And what is pushing the important rum industry down the slippery export slope to severe damage if not oblivion ais the subsidies which the United States Virgin Islands (USVI) is providing to Diageo, the British-owned rum producer and spirits distributor.

That bleak assessment came from Barbados’ Ambassador to the United States, John Beale, the point person in Washington leading the fight for rum Caribbean producers.

“The level of subsidies introduced by the USVI is so huge that it covered 100 per cent of the construction cost of the rum facilities (in St. Croix); all production, marketing and distribution costs; as well as customs duties, corporate income taxes and exemptions from all sales taxes and property taxes,” Beale explained in an aide memoire distributed on Capitol Hill. “This has created a disproportionate and unfair competitive advantage. Who can compete with zero costs”?

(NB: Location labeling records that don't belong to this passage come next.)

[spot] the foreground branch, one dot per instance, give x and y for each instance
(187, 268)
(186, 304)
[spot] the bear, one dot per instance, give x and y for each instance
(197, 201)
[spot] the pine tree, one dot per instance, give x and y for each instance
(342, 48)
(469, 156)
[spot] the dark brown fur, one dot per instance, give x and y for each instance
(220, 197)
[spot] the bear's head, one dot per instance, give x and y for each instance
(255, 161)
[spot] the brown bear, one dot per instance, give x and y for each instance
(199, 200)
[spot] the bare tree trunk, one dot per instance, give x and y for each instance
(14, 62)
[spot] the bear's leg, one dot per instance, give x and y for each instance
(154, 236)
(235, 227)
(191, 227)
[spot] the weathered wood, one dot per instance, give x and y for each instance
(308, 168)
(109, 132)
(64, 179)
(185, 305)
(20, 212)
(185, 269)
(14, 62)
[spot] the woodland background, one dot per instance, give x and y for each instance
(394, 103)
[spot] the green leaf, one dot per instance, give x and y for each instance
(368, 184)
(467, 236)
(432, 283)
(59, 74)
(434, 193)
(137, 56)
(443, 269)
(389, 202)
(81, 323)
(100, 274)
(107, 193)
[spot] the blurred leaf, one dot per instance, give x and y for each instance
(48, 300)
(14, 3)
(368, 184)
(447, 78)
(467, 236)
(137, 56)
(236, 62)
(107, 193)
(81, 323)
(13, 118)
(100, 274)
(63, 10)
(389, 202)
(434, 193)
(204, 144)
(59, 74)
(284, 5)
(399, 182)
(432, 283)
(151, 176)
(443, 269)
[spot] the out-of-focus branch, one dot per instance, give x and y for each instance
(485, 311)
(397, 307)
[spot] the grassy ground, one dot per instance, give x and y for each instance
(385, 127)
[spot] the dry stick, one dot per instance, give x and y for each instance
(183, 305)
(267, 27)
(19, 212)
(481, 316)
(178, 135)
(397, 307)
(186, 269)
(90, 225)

Certainly, Barbados can’t. In fact, no country can compete on those terms. Basically, what needs to be done is for the region to mount a successful campaign in Congress to curb the abusive use of “the carry-over” funds that are boosting Diageo’s profits. That battle must be fought in the House of Representatives and the Senate, both of which will be in the hands of Republicans come January. Philosophically, the Republicans, who won control of Congress a few weeks ago in the mid-term elections, should be the natural allies of the Caribbean in the effort to reduce the subsidies, but with Diageo as a powerful lobby, political campaign financing to both parties may win out over what’s legally and morally right.

A major challenge for Beale, Barbados and the rest of the region will be successfully encouraging a sufficiently large number of conservative and center-right newly elected Republicans on Capitol Hill to force the USVI to slash, not eliminate altogether, the subsidies.

Having jettisoned early plans to haul the United States before the World Trade Organisation (WTO) in Geneva for providing illegal subsidies under international law, Barbados and other countries are left with a single option: pressing for a change in US law to prevent the USVI from continuing to use taxpayer’s money to finance the production and distribution costs of rum mad.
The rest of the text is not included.